Menjadi yang terbaik merupakan amanah yang harus dilakukan dalam hidup dan kehidupan seorang manusia karena kita dilahirkan memang untuk jadi yang terbaik oleh Allah SWT yakni sebagai kalifah di muka bumi ini serta paling sempurna dari sekian banyak makluk ciptaan Allah. Maka Jadilah yang terbaik.......YES...

Kamis, 11 Agustus 2011

BENTENG TUANKU NAN GARANG



I.Benteng ( orang Minang menyebutnya “Kubu” )
 pertahanan Pideri yang dibangun oleh para Panglima Perang Pasukan Pideri yang dipanggil Tuanku ; hampir diseluruh wilayah  yang dipertahankan para Tuanku di temukan kubu pertahanan.
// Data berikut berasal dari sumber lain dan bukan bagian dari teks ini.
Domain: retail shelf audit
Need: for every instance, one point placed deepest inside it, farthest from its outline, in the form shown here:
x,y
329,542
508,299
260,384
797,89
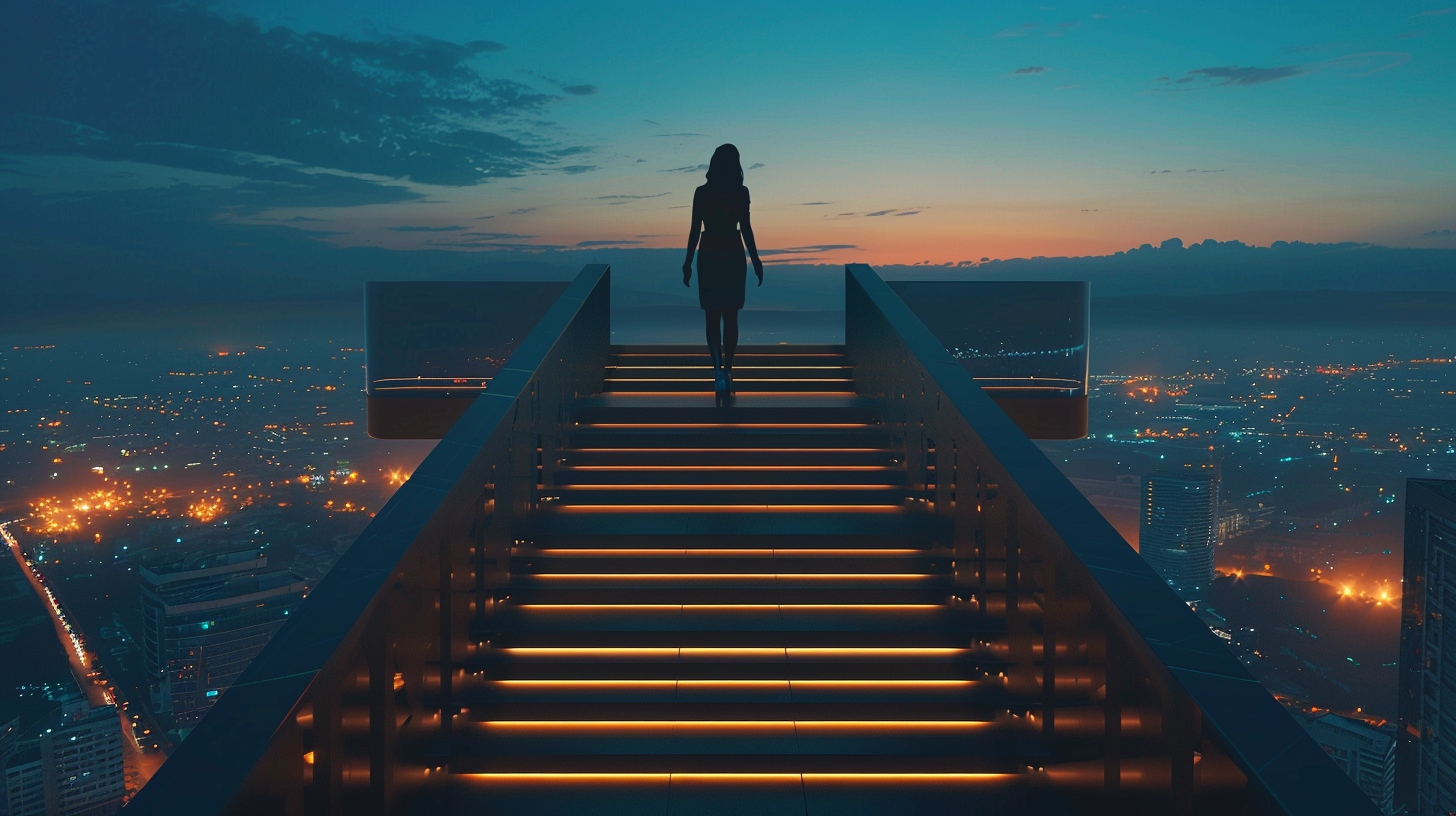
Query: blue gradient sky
x,y
881,133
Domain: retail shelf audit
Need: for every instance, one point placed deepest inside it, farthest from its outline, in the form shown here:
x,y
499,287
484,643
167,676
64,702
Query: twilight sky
x,y
869,131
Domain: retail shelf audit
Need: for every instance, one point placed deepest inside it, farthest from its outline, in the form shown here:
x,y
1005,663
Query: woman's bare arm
x,y
753,248
692,245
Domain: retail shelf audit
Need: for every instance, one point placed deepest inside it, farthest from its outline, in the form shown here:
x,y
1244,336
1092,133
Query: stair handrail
x,y
923,389
274,742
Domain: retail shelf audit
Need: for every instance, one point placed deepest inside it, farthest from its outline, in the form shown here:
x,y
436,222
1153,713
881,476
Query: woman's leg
x,y
730,343
730,334
714,318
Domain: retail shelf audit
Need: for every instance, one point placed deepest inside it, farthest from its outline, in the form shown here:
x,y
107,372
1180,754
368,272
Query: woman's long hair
x,y
724,168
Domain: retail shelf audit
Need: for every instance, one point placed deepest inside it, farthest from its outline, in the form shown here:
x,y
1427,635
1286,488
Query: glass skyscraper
x,y
1426,754
1178,529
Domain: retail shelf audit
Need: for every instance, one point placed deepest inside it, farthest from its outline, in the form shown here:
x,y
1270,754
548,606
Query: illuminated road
x,y
140,764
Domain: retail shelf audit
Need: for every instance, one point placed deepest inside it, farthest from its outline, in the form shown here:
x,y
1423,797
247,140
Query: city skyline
x,y
1075,130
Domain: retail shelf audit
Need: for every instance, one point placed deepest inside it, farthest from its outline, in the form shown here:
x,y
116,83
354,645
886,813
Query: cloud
x,y
1376,61
1239,75
1019,31
808,249
102,82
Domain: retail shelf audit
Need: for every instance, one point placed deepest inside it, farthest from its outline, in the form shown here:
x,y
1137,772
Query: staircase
x,y
740,609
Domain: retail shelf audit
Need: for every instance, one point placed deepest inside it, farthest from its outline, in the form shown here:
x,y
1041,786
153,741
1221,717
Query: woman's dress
x,y
721,264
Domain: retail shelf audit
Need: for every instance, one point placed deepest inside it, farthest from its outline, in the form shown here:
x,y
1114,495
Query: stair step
x,y
846,787
741,560
763,520
747,410
743,608
846,544
759,738
731,494
976,631
703,370
731,617
746,383
736,671
743,348
706,459
853,439
728,474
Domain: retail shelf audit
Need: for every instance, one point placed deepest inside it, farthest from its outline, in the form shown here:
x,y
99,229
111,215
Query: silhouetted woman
x,y
721,207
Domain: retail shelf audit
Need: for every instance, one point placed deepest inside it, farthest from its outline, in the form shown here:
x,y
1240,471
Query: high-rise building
x,y
1363,751
204,620
1180,526
73,770
1426,754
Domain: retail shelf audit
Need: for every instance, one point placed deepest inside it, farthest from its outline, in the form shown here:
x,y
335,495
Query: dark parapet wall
x,y
431,347
1025,343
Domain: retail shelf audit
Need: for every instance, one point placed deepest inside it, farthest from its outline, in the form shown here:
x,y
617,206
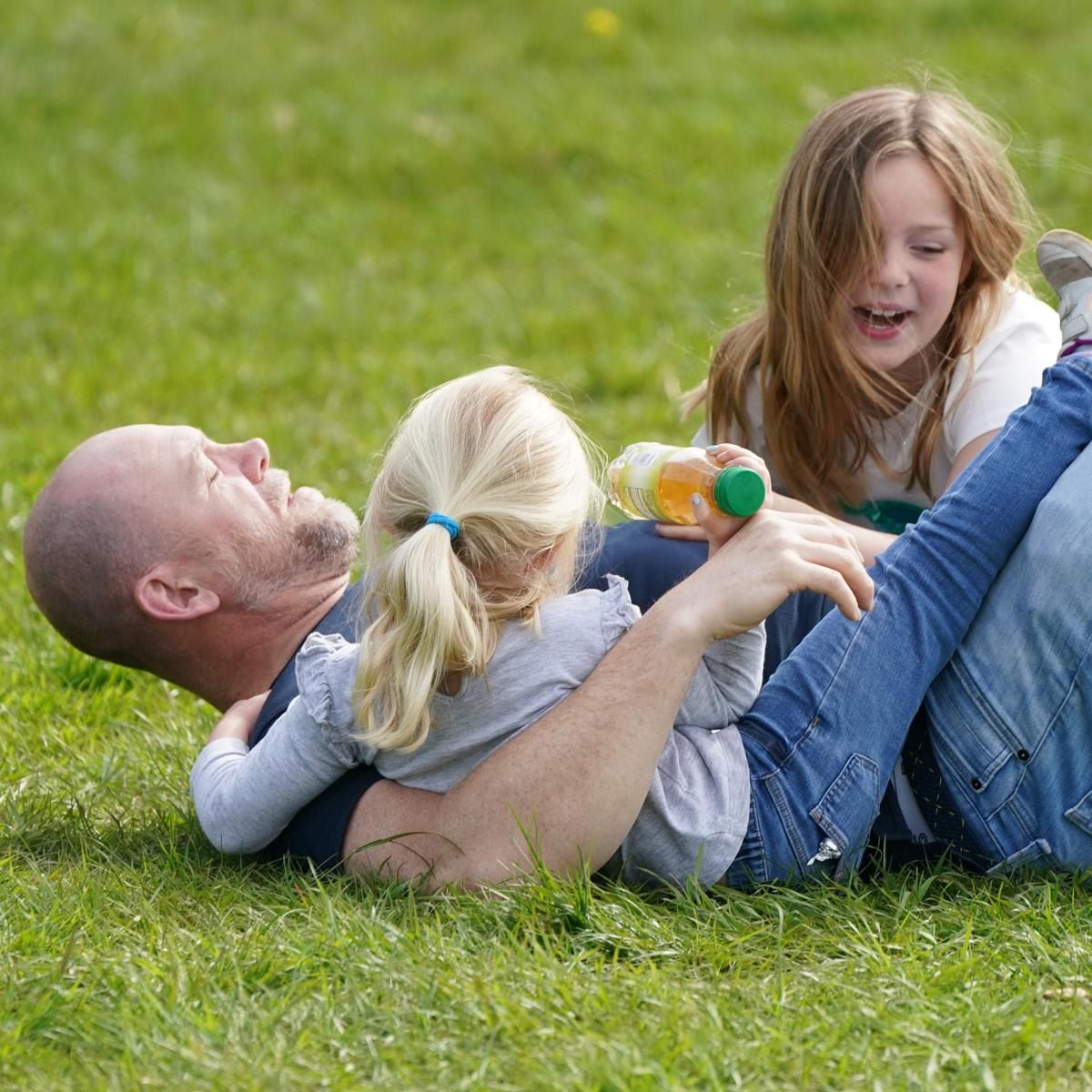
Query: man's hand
x,y
754,568
239,720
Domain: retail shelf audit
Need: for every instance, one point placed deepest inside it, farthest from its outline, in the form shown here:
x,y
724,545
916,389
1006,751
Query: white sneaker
x,y
1066,261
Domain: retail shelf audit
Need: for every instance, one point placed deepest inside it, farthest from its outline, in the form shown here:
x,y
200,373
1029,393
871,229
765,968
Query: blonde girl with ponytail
x,y
472,538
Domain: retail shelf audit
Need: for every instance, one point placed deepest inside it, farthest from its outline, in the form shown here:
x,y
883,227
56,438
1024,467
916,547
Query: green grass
x,y
288,219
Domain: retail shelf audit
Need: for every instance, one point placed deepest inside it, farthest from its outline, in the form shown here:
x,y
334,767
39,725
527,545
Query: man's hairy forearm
x,y
567,789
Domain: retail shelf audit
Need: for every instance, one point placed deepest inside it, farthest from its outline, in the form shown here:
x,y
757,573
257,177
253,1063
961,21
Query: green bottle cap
x,y
738,490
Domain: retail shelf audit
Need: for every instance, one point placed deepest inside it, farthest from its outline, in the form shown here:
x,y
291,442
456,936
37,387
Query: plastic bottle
x,y
656,480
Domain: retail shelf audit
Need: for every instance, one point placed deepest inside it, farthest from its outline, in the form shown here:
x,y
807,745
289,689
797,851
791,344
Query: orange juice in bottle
x,y
656,480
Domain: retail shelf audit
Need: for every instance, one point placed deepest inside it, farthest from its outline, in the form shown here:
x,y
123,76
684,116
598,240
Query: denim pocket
x,y
849,808
1081,814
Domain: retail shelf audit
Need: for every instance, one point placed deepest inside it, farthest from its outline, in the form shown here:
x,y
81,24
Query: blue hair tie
x,y
446,521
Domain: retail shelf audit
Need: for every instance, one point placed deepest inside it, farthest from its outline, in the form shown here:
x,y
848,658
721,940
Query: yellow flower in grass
x,y
602,22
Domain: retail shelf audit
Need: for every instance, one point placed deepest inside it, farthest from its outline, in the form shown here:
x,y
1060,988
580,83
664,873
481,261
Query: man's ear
x,y
169,595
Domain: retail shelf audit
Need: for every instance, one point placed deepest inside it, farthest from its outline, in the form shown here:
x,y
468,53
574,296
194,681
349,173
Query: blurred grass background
x,y
288,218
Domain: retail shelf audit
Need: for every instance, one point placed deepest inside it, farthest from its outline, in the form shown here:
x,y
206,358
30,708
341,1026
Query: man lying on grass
x,y
162,550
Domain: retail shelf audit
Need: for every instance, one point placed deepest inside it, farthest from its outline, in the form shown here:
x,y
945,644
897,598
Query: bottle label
x,y
634,478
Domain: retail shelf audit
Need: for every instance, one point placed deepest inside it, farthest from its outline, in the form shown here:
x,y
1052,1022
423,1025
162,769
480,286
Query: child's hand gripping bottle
x,y
655,481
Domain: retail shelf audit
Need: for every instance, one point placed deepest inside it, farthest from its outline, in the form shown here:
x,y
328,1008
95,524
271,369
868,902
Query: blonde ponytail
x,y
511,475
Di Luak Limo Puluh Kota  hampir disepanjang aliran Batang Sinamar yang dipertahankan Pemimpin Pideri di temukan kubu-kubu pertahanan. Seperti kubu pertahanan Tuanku Nan Biru; Parit-parit dan kubu ( tanah yang ditinggikan) melintasi daerah Kecamatan Suliki, mulai dari Ekor Parit Limbanang; Kecamatan Guguak dan Kecamatan Mungka, dan Kubu Godang di Taeh Baruah Kecamatan Payakumbuh. Mulai Dari Padang Japang terus ke Guguak –Dangung-Dangung; Dari Koto Kociak terus ke Kubang dan Mudiak Liki. Oleh masyarakat parit-parit tersebut disebutnya Benteng Tuanku Nan Biru.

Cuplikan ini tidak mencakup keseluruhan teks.